Turns out they'd recently gotten a breakthrough in the understanding of human consciousness, by testing on, you guessed it...me.

It was a miracle I didn't die on my journey with Lyra. I'd been comatose for two years, a dying, rotting vegetable of a man with no other use than that of a lab rat.

You might think I took my separation from Lyra well upon waking up, especially by the tone of voice I'm using now, but that was definitely not the case.

The scientists standing around me quickly got serious as I threw a tantrum the size of Mount Saint Helens at my sudden revival to 'reality'. I did not want to go back. It was much too sudden and took me days to cope. Those nights I spent alone were hard; I wouldn't want to live them again.

At least now, I guess, you could say I've calmed down quite a bit. After all, how do you think I wrote this book?

I want to mention something of extreme importance, however. It can't be stressed enough how Lyra was indeed real to me, and, I suppose, to you too. We all have our different realities that interact with each other in the human world, all of them ever changing and conflicting in beautiful ways.
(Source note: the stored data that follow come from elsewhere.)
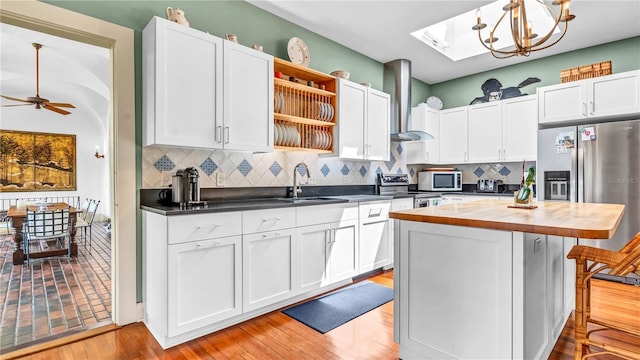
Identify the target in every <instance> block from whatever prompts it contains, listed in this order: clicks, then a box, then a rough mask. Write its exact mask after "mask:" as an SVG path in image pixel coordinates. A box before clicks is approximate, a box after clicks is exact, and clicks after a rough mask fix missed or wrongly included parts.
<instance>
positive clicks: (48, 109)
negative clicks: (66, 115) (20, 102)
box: [42, 104, 71, 115]
mask: <svg viewBox="0 0 640 360" xmlns="http://www.w3.org/2000/svg"><path fill="white" fill-rule="evenodd" d="M42 107H43V108H45V109H47V110H51V111H53V112H57V113H58V114H61V115H69V114H71V113H70V112H68V111H67V110H62V109H58V108H57V107H53V106H51V105H49V104H43V105H42Z"/></svg>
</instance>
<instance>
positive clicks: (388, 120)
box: [364, 87, 391, 161]
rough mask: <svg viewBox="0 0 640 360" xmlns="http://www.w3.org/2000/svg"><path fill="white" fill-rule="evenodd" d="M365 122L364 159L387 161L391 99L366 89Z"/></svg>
mask: <svg viewBox="0 0 640 360" xmlns="http://www.w3.org/2000/svg"><path fill="white" fill-rule="evenodd" d="M367 90H368V91H369V96H368V98H367V122H366V123H365V130H366V136H365V140H364V141H365V156H366V157H365V158H366V159H368V160H385V161H386V160H389V156H390V141H391V140H390V138H389V136H390V131H391V129H390V128H389V127H390V124H389V123H390V120H391V100H390V99H391V97H390V96H389V94H387V93H384V92H382V91H378V90H375V89H372V88H370V87H369V88H367Z"/></svg>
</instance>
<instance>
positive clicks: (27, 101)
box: [0, 95, 33, 104]
mask: <svg viewBox="0 0 640 360" xmlns="http://www.w3.org/2000/svg"><path fill="white" fill-rule="evenodd" d="M0 96H2V97H3V98H5V99H9V100H13V101H22V102H28V103H30V104H32V103H33V101H29V100H24V99H18V98H14V97H11V96H5V95H0Z"/></svg>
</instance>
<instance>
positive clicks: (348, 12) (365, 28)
mask: <svg viewBox="0 0 640 360" xmlns="http://www.w3.org/2000/svg"><path fill="white" fill-rule="evenodd" d="M247 1H248V2H250V3H251V4H253V5H255V6H257V7H260V8H262V9H264V10H266V11H268V12H270V13H273V14H275V15H277V16H279V17H281V18H283V19H286V20H289V21H291V22H293V23H295V24H297V25H300V26H302V27H304V28H306V29H308V30H310V31H313V32H315V33H317V34H320V35H322V36H324V37H326V38H329V39H331V40H333V41H335V42H337V43H340V44H342V45H344V46H346V47H348V48H351V49H353V50H355V51H357V52H359V53H361V54H364V55H366V56H368V57H370V58H372V59H374V60H377V61H379V62H381V63H386V62H388V61H391V60H395V59H399V58H404V59H409V60H411V63H412V66H411V68H412V76H413V77H414V78H417V79H419V80H422V81H424V82H426V83H427V84H435V83H439V82H442V81H447V80H451V79H455V78H459V77H462V76H466V75H470V74H475V73H479V72H484V71H488V70H492V69H496V68H500V67H504V66H508V65H513V64H516V63H521V62H525V61H529V60H534V59H539V58H542V57H546V56H550V55H555V54H560V53H564V52H568V51H572V50H577V49H582V48H586V47H590V46H594V45H598V44H603V43H608V42H612V41H616V40H621V39H627V38H630V37H634V36H640V0H623V1H613V0H607V1H595V0H574V1H572V2H571V12H572V13H573V14H575V15H576V19H575V20H573V21H571V22H570V23H569V29H568V31H567V34H566V36H565V37H564V39H562V40H561V41H560V42H559V43H558V44H556V45H555V46H553V47H551V48H549V49H546V50H543V51H540V52H536V53H533V54H532V55H531V56H530V57H528V58H515V57H514V58H511V59H507V60H498V59H494V58H493V57H492V56H491V55H490V54H484V55H480V56H476V57H472V58H470V59H466V60H461V61H457V62H453V61H451V60H449V59H448V58H447V57H446V56H444V55H442V54H440V53H438V52H437V51H435V50H433V49H431V48H430V47H428V46H427V45H424V44H422V43H421V42H420V41H418V40H417V39H415V38H414V37H412V36H411V35H409V34H410V33H411V32H412V31H415V30H418V29H420V28H422V27H424V26H427V25H430V24H434V23H437V22H439V21H442V20H445V19H448V18H450V17H452V16H455V15H457V14H459V13H463V12H466V11H469V10H473V9H475V8H477V7H480V6H482V5H485V4H487V3H490V2H491V1H481V0H477V1H457V0H456V1H454V0H449V1H436V0H420V1H364V0H359V1H353V0H347V1H342V0H341V1H335V0H330V1H327V0H322V1H319V0H295V1H283V0H247ZM504 1H505V3H506V2H508V1H507V0H504ZM546 2H549V1H548V0H547V1H546ZM483 20H484V21H485V22H487V23H491V21H490V20H489V19H483ZM472 25H473V24H469V31H472V30H471V26H472ZM303 40H304V39H303ZM309 51H310V53H311V56H313V49H309ZM638 66H639V67H640V63H639V64H638ZM347 70H348V69H347Z"/></svg>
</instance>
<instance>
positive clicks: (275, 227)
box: [242, 207, 296, 234]
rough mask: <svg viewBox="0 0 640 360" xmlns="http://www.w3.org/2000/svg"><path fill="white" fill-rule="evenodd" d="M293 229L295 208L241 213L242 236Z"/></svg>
mask: <svg viewBox="0 0 640 360" xmlns="http://www.w3.org/2000/svg"><path fill="white" fill-rule="evenodd" d="M294 227H296V209H295V207H290V208H278V209H267V210H252V211H243V212H242V233H243V234H253V233H257V232H263V231H271V230H279V229H289V228H294Z"/></svg>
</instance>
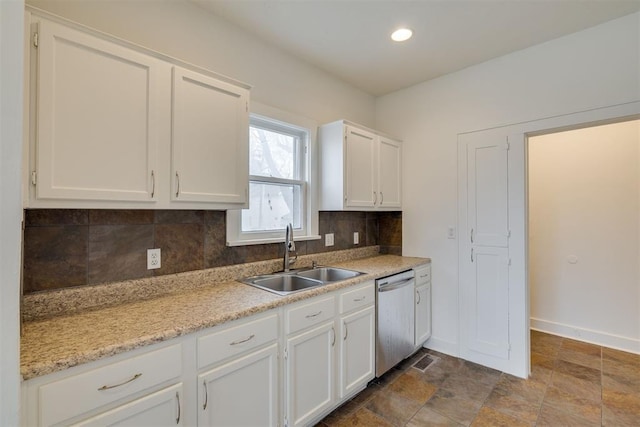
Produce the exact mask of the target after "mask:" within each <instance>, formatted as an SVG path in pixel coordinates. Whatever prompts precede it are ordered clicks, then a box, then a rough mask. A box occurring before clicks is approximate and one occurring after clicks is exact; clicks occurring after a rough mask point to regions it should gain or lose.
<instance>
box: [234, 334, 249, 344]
mask: <svg viewBox="0 0 640 427" xmlns="http://www.w3.org/2000/svg"><path fill="white" fill-rule="evenodd" d="M254 337H255V334H251V335H249V338H245V339H243V340H240V341H234V342H232V343H230V344H229V345H238V344H242V343H243V342H247V341H251V340H252V339H253V338H254Z"/></svg>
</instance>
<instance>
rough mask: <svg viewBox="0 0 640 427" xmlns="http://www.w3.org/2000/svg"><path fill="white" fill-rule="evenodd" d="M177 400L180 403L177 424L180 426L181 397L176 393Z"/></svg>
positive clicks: (176, 423) (177, 419)
mask: <svg viewBox="0 0 640 427" xmlns="http://www.w3.org/2000/svg"><path fill="white" fill-rule="evenodd" d="M176 400H177V401H178V416H177V417H176V424H180V395H179V394H178V392H177V391H176Z"/></svg>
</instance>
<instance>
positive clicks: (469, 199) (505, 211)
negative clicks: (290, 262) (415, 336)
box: [459, 130, 509, 371]
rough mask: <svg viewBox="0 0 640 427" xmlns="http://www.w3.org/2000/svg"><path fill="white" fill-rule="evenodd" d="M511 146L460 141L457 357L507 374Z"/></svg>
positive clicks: (489, 142) (481, 139) (500, 142)
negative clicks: (458, 281) (459, 226)
mask: <svg viewBox="0 0 640 427" xmlns="http://www.w3.org/2000/svg"><path fill="white" fill-rule="evenodd" d="M508 152H509V143H508V138H507V135H506V134H503V133H501V131H500V130H491V131H484V132H476V133H472V134H465V135H461V136H460V138H459V156H460V159H459V161H460V184H461V185H460V195H459V196H460V197H459V200H460V215H459V221H460V222H461V224H460V230H464V233H461V241H460V246H459V250H460V254H459V255H460V272H461V274H460V353H461V356H462V357H463V358H465V359H467V360H471V361H474V362H477V363H481V364H483V365H486V366H491V367H493V368H496V369H500V370H503V371H508V370H509V369H508V368H509V209H508V206H509V194H508V189H509V185H508V184H509V179H508V170H509V168H508V159H509V156H508Z"/></svg>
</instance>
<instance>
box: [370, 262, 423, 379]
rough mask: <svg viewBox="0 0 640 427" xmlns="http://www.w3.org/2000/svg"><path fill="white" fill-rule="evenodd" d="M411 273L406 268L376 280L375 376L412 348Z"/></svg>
mask: <svg viewBox="0 0 640 427" xmlns="http://www.w3.org/2000/svg"><path fill="white" fill-rule="evenodd" d="M414 277H415V273H414V271H413V270H409V271H405V272H403V273H398V274H394V275H392V276H388V277H383V278H381V279H378V280H376V288H377V290H378V292H377V302H378V304H377V310H378V313H377V314H378V315H377V317H376V377H379V376H381V375H382V374H384V373H385V372H387V371H388V370H389V369H391V368H392V367H394V366H395V365H397V364H398V363H399V362H401V361H402V360H404V359H405V358H406V357H408V356H409V355H411V353H412V352H413V349H414V345H413V341H414V328H415V326H414V325H415V321H414V318H415V317H414V316H415V314H414V295H415V290H414V286H415V280H414Z"/></svg>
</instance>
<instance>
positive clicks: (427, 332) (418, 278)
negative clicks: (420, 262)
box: [414, 264, 431, 349]
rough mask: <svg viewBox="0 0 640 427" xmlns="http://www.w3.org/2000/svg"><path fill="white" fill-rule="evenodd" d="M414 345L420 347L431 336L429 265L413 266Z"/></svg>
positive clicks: (426, 340)
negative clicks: (414, 336)
mask: <svg viewBox="0 0 640 427" xmlns="http://www.w3.org/2000/svg"><path fill="white" fill-rule="evenodd" d="M415 273H416V276H415V277H416V297H415V322H416V323H415V342H414V344H415V347H416V349H417V348H419V347H421V346H422V345H423V344H424V343H425V342H426V341H427V340H428V339H429V338H430V337H431V266H430V265H429V264H427V265H423V266H420V267H417V268H415Z"/></svg>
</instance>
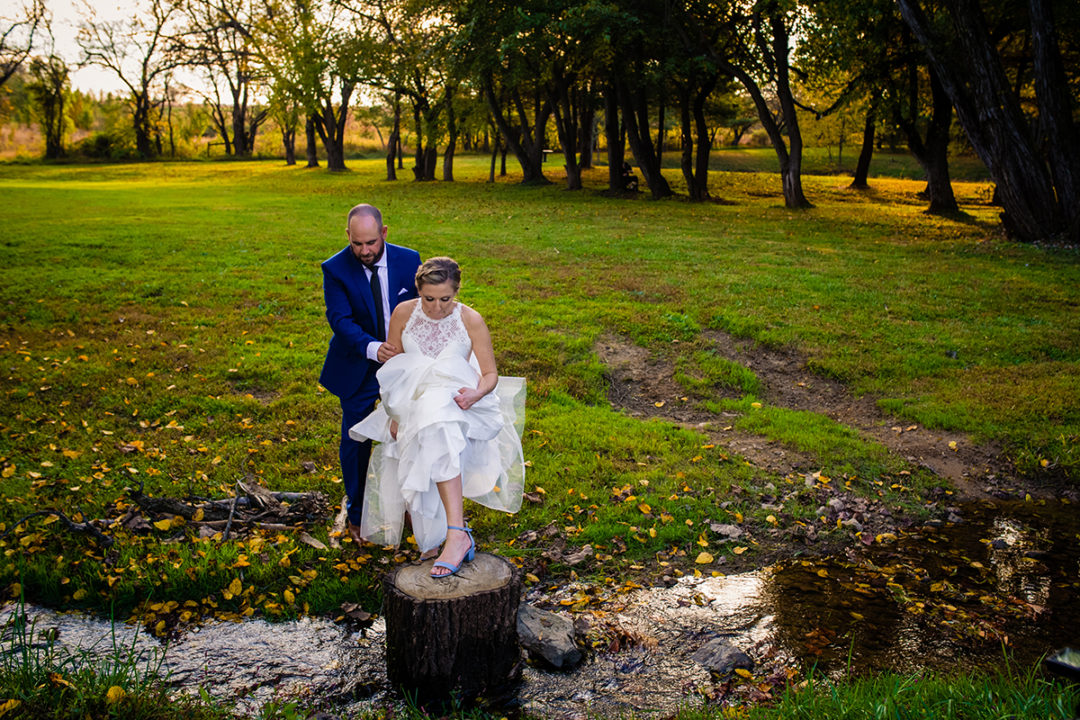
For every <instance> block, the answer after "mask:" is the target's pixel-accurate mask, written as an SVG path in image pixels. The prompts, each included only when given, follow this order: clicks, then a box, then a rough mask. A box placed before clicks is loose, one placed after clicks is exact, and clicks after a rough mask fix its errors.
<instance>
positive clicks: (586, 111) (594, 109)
mask: <svg viewBox="0 0 1080 720" xmlns="http://www.w3.org/2000/svg"><path fill="white" fill-rule="evenodd" d="M595 99H596V96H595V91H594V90H593V87H592V84H590V86H589V89H588V90H583V91H581V97H580V99H579V100H578V103H577V105H578V118H579V119H578V136H579V138H580V141H579V142H578V158H579V165H580V167H581V169H592V167H593V146H594V145H595V142H596V108H595Z"/></svg>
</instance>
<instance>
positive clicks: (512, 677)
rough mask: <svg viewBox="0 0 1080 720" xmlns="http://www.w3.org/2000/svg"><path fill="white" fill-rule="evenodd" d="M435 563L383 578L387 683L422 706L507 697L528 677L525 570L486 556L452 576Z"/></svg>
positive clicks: (404, 568) (402, 571) (391, 575)
mask: <svg viewBox="0 0 1080 720" xmlns="http://www.w3.org/2000/svg"><path fill="white" fill-rule="evenodd" d="M430 570H431V561H427V562H422V563H420V565H410V566H402V567H400V568H397V569H396V570H394V571H393V572H391V573H389V574H388V575H386V576H384V578H383V581H382V587H383V615H384V617H386V624H387V677H388V678H389V680H390V682H391V683H393V684H394V685H395V687H397V688H401V689H402V690H403V691H404V693H405V694H406V695H407V696H409V697H415V701H416V702H417V703H419V704H428V703H440V704H444V705H450V703H451V701H457V702H463V703H467V704H468V703H471V702H473V701H475V699H476V698H480V697H481V696H483V697H484V698H485V699H487V701H489V702H490V701H499V699H505V698H509V697H511V696H512V695H513V693H514V692H516V688H517V684H518V682H519V681H521V677H522V667H523V662H522V652H521V648H519V646H518V643H517V606H518V599H519V597H521V594H522V581H521V571H519V570H518V569H517V568H516V567H515V566H514V565H513V563H511V562H509V561H507V560H504V559H502V558H500V557H496V556H494V555H488V554H487V553H480V554H477V555H476V557H475V559H474V560H472V561H471V562H469V563H468V565H465V566H464V567H463V568H462V569H461V572H459V573H458V574H457V575H454V576H451V578H445V579H432V578H430V576H429V572H430Z"/></svg>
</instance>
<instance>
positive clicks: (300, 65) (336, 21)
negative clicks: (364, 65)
mask: <svg viewBox="0 0 1080 720" xmlns="http://www.w3.org/2000/svg"><path fill="white" fill-rule="evenodd" d="M253 37H254V40H255V42H254V47H253V49H254V50H255V52H257V54H258V56H259V59H260V62H261V63H262V67H264V68H266V69H267V71H268V73H269V74H270V77H271V78H272V80H273V82H274V84H275V85H276V86H279V87H280V89H282V90H283V91H285V90H287V92H288V94H289V96H291V97H293V98H295V99H296V101H297V103H298V104H299V105H300V107H302V108H303V110H305V112H306V113H307V119H308V122H307V125H306V131H307V136H308V166H309V167H312V166H315V165H318V160H316V159H315V158H314V154H313V150H314V148H313V138H314V137H315V136H316V135H318V136H319V138H320V140H322V144H323V147H324V148H325V150H326V167H327V168H328V169H330V171H334V172H336V171H343V169H347V167H346V164H345V128H346V124H347V122H348V119H349V103H350V101H351V100H352V94H353V92H355V90H356V85H357V83H359V82H360V79H361V76H360V70H361V64H362V52H361V51H362V50H363V47H362V43H361V41H360V38H359V36H357V32H356V28H355V26H354V25H353V24H352V23H351V22H350V18H348V17H346V16H345V14H343V13H342V12H341V9H340V8H339V6H338V5H332V4H325V3H323V2H321V0H266V13H265V17H264V18H262V19H260V21H259V22H258V23H257V24H256V25H255V33H254V35H253Z"/></svg>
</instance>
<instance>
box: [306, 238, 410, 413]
mask: <svg viewBox="0 0 1080 720" xmlns="http://www.w3.org/2000/svg"><path fill="white" fill-rule="evenodd" d="M386 248H387V249H386V257H387V279H388V280H387V286H388V287H386V288H383V291H384V293H387V297H388V299H389V301H390V312H393V310H394V308H395V307H396V305H397V303H399V302H401V301H402V300H409V299H411V298H415V297H417V291H416V271H417V269H418V268H419V267H420V254H419V253H417V252H416V250H414V249H410V248H408V247H401V246H400V245H391V244H390V243H387V245H386ZM323 295H324V297H325V299H326V321H327V322H328V323H329V324H330V329H332V330H334V337H333V338H330V347H329V349H328V350H327V351H326V361H325V362H324V363H323V371H322V373H321V375H320V377H319V382H321V383H322V385H323V388H325V389H326V390H328V391H330V392H332V393H334V394H335V395H337V396H338V397H349V396H351V395H353V394H354V393H355V392H356V391H357V390H360V389H361V386H367V388H368V389H370V390H372V397H373V399H374V397H375V395H376V394H378V389H379V383H378V381H377V380H376V379H375V371H376V370H378V369H379V363H375V362H373V361H369V359H367V345H368V343H370V342H375V341H376V338H375V322H376V321H375V303H374V301H373V300H372V286H370V283H369V281H368V280H367V274H366V273H365V272H364V264H363V263H362V262H361V261H360V260H357V259H356V257H355V256H354V255H353V254H352V249H351V248H350V247H348V246H347V247H346V248H345V249H343V250H341V252H340V253H337V254H336V255H335V256H334V257H332V258H329V259H328V260H325V261H324V262H323ZM387 320H388V322H389V317H388V318H387Z"/></svg>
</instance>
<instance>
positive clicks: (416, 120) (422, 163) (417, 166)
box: [413, 100, 423, 181]
mask: <svg viewBox="0 0 1080 720" xmlns="http://www.w3.org/2000/svg"><path fill="white" fill-rule="evenodd" d="M413 124H414V125H415V126H416V149H415V150H414V153H413V155H414V158H413V179H414V180H416V181H419V180H422V179H423V119H422V111H421V109H420V104H419V103H418V101H416V100H414V101H413Z"/></svg>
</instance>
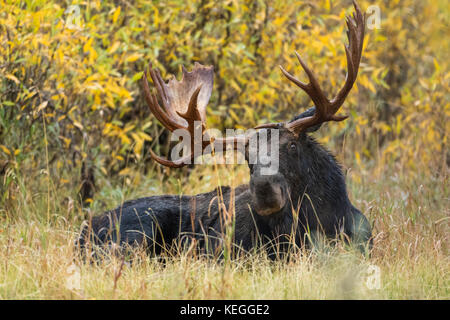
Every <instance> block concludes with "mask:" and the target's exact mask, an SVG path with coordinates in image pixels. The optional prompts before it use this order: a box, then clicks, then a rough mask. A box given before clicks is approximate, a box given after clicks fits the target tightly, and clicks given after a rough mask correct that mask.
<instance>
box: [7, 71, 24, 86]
mask: <svg viewBox="0 0 450 320" xmlns="http://www.w3.org/2000/svg"><path fill="white" fill-rule="evenodd" d="M5 77H6V78H7V79H9V80H12V81H14V82H15V83H16V84H20V81H19V79H17V78H16V77H15V76H13V75H12V74H10V73H9V74H7V75H6V76H5Z"/></svg>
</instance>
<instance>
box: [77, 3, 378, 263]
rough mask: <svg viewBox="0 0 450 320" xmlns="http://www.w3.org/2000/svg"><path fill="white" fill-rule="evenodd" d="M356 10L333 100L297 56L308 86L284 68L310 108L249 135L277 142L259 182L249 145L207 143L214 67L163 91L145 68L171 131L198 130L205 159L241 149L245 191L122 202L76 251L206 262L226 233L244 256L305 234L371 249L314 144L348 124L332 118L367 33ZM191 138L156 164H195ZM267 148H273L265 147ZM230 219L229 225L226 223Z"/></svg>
mask: <svg viewBox="0 0 450 320" xmlns="http://www.w3.org/2000/svg"><path fill="white" fill-rule="evenodd" d="M354 7H355V13H354V14H353V15H352V16H347V20H346V23H347V27H348V31H347V38H348V45H345V52H346V56H347V75H346V79H345V83H344V85H343V87H342V88H341V89H340V91H339V92H338V93H337V95H336V97H335V98H333V99H332V100H329V99H328V98H327V97H326V95H325V93H324V91H323V90H322V89H321V87H320V86H319V83H318V81H317V78H316V76H315V74H314V73H313V71H312V70H310V69H309V68H308V66H307V65H306V64H305V62H304V61H303V60H302V58H301V57H300V55H299V54H298V53H297V52H296V56H297V58H298V61H299V62H300V64H301V66H302V68H303V69H304V71H305V73H306V75H307V76H308V78H309V83H304V82H302V81H300V80H298V79H297V78H295V77H294V76H293V75H291V74H290V73H288V72H287V71H286V70H285V69H284V68H283V67H281V66H280V68H281V71H282V73H283V74H284V75H285V76H286V78H287V79H289V80H290V81H292V82H293V83H294V84H295V85H297V86H298V87H300V88H301V89H302V90H303V91H305V92H306V93H307V94H308V96H309V97H310V98H311V100H312V101H313V103H314V106H313V107H311V108H309V109H308V110H306V111H305V112H303V113H301V114H300V115H298V116H296V117H295V118H294V119H292V120H290V121H288V122H282V123H269V124H263V125H259V126H257V127H255V128H254V129H255V130H254V136H255V137H258V136H261V135H264V136H265V137H266V138H267V139H269V142H275V144H272V143H269V147H267V149H268V152H269V153H271V152H272V151H276V153H277V154H278V161H279V163H278V168H277V170H276V172H272V173H271V174H264V173H263V172H264V169H265V168H266V166H267V163H266V162H264V161H259V160H260V159H259V156H258V155H257V156H256V159H257V160H256V161H252V162H251V161H248V160H249V158H250V157H252V155H253V154H254V153H255V152H256V153H257V151H258V147H257V148H254V147H253V148H252V147H251V146H250V143H249V141H250V140H251V139H250V138H249V137H248V136H234V137H226V138H214V137H212V136H209V133H208V132H207V130H206V106H207V104H208V101H209V98H210V96H211V92H212V88H213V75H214V71H213V67H212V66H203V65H201V64H198V63H196V64H195V66H194V68H193V69H192V70H191V71H190V72H188V71H187V70H186V69H185V68H184V67H183V70H182V74H183V75H182V79H181V80H180V81H178V80H177V79H175V78H172V79H171V80H169V81H168V82H167V83H166V82H165V81H164V80H163V79H162V77H161V74H160V72H159V70H157V69H154V68H153V67H152V65H151V64H150V65H149V68H148V69H149V70H148V72H149V74H150V76H151V78H152V80H153V83H154V85H155V87H156V91H157V93H158V95H159V100H160V101H161V102H162V106H163V107H161V105H160V104H159V102H158V97H157V95H155V94H153V93H152V92H151V90H150V89H149V85H148V79H147V75H146V73H145V72H144V75H143V77H142V87H143V92H144V95H145V100H146V102H147V104H148V106H149V108H150V110H151V112H152V113H153V114H154V116H155V117H156V118H157V119H158V120H159V121H160V122H161V123H162V124H163V125H164V127H165V128H167V129H168V130H169V131H171V132H174V131H175V130H178V129H183V130H187V132H189V133H190V134H191V137H192V136H194V131H195V130H201V135H202V139H201V142H200V148H201V151H205V150H211V152H212V151H214V150H219V149H220V150H224V152H225V151H226V150H230V149H232V150H237V149H238V147H237V146H238V145H243V146H244V154H245V159H246V160H247V161H248V167H249V169H250V182H249V184H245V185H241V186H238V187H236V188H231V187H221V188H217V189H216V190H213V191H211V192H208V193H202V194H197V195H193V196H188V195H182V196H180V195H160V196H151V197H146V198H141V199H137V200H131V201H126V202H124V203H123V204H121V205H120V206H119V207H118V208H116V209H114V210H111V211H107V212H105V213H103V214H102V215H100V216H97V217H94V218H92V219H91V221H89V222H88V223H87V224H86V225H85V227H84V229H83V230H82V232H81V236H80V238H79V239H78V245H79V246H81V247H85V246H86V244H87V243H88V242H90V243H94V244H97V245H101V244H108V243H116V244H118V245H120V247H124V246H127V245H131V246H135V245H139V246H144V247H145V248H147V249H148V250H149V251H151V253H152V254H160V253H161V251H162V250H168V249H169V248H170V247H171V246H173V245H174V244H175V243H177V244H180V243H182V244H186V243H187V244H189V245H191V244H192V243H195V244H196V245H197V246H198V248H199V249H201V250H203V252H205V253H207V254H210V253H213V254H215V253H219V254H220V252H221V251H222V250H223V243H224V237H225V234H227V232H231V235H232V237H231V239H232V243H233V244H234V246H235V247H238V248H240V249H241V250H242V251H243V252H249V251H251V250H252V249H254V248H260V247H261V246H262V247H264V246H265V248H267V253H268V254H269V256H271V257H275V256H276V255H277V253H280V252H286V250H287V247H288V246H289V245H287V244H295V245H297V246H299V247H301V246H303V245H305V244H306V245H309V244H310V241H309V240H310V239H311V238H310V237H308V235H310V234H311V233H320V234H322V235H324V236H326V237H327V238H332V239H338V238H339V236H342V235H343V236H344V237H343V238H344V239H346V240H347V241H350V242H352V243H354V244H356V245H357V246H358V247H359V248H361V249H362V250H365V249H367V248H369V247H370V245H371V227H370V224H369V222H368V221H367V219H366V217H365V216H364V215H363V214H362V213H361V212H360V211H359V210H358V209H356V208H355V207H354V206H353V205H352V204H351V202H350V200H349V198H348V195H347V190H346V185H345V178H344V175H343V173H342V170H341V167H340V165H339V164H338V163H337V161H336V160H335V158H334V157H333V155H331V154H330V153H329V152H328V151H327V150H326V149H325V148H324V147H322V146H321V145H320V144H319V143H317V142H316V141H315V140H314V138H312V137H311V136H310V133H311V132H314V131H316V130H318V129H319V127H320V126H321V125H322V123H324V122H327V121H342V120H344V119H345V118H347V117H346V116H342V115H337V114H336V113H337V111H338V110H339V108H340V107H341V106H342V104H343V103H344V101H345V99H346V97H347V95H348V94H349V92H350V90H351V88H352V86H353V84H354V83H355V80H356V77H357V74H358V68H359V64H360V60H361V54H362V48H363V40H364V27H365V16H364V15H363V14H362V13H361V10H360V8H359V6H358V5H357V4H356V3H355V2H354ZM191 139H192V141H190V142H189V143H190V144H191V146H192V148H191V151H190V153H189V154H188V155H184V156H183V157H181V158H180V159H175V160H174V159H172V160H168V159H164V158H161V157H159V156H157V155H156V154H155V153H153V152H152V151H150V152H151V156H152V158H153V159H154V160H155V161H157V162H158V163H160V164H161V165H164V166H168V167H172V168H178V167H182V166H184V165H186V164H190V163H191V162H192V160H194V158H195V157H196V155H195V154H194V152H193V151H192V150H193V149H194V147H195V146H194V144H195V143H197V144H198V142H195V141H194V139H193V138H191ZM273 139H277V140H276V141H270V140H273ZM257 146H258V145H257ZM270 146H276V150H271V147H270ZM197 147H198V146H197ZM272 149H273V147H272ZM257 154H258V153H257ZM230 212H231V214H232V221H233V223H226V222H227V221H226V219H228V218H229V215H230ZM228 234H230V233H228ZM308 239H309V240H308ZM274 248H276V250H275V249H274Z"/></svg>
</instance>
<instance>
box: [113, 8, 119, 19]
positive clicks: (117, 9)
mask: <svg viewBox="0 0 450 320" xmlns="http://www.w3.org/2000/svg"><path fill="white" fill-rule="evenodd" d="M119 15H120V6H118V7H117V9H116V11H114V14H113V23H116V21H117V18H119Z"/></svg>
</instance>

Just because some of our realities don't exist in the 'real world' doesn't mean they are any less valid. What I experienced on that day was real. As real as the time I tried eating the bran muffin the nurse served me for lunch, which was not fun.

Now I'm not saying you should go about creating your own realities right now. You'd fail. We don't have the technology for that right now. There's a reason I have intense interest in VR.

What I want to say is that every time you dream, you're experiencing something as real as world is to your awoken self. It doesn't matter if it involves angels, demons, skeletons, unicorns, pixies, or anything else you could fathom. They are very real if you dream them.

You could indeed fill your heads with ponies every night before going to bed, just to experience what I experienced, with definite success I'm sure, but this message is also a cry for help.

Too many of us are broken, sad, twisted, poisonous, and messed up in the reality I see right now. I want to make their realities better. I want you guys to make their realities better.

Yeah, I know the human condition is to be selfish, to work on our own realities, to make them shine. But think about how much easier it would be to shine, if you helped others shine first, if we all helped each other shine. It would be so hard to be broken, to be sad. We wouldn't even need other realities in the first place!

I'm going to end with one last sentence, as sensual as it may sound.

Make it hard...for things to get hard.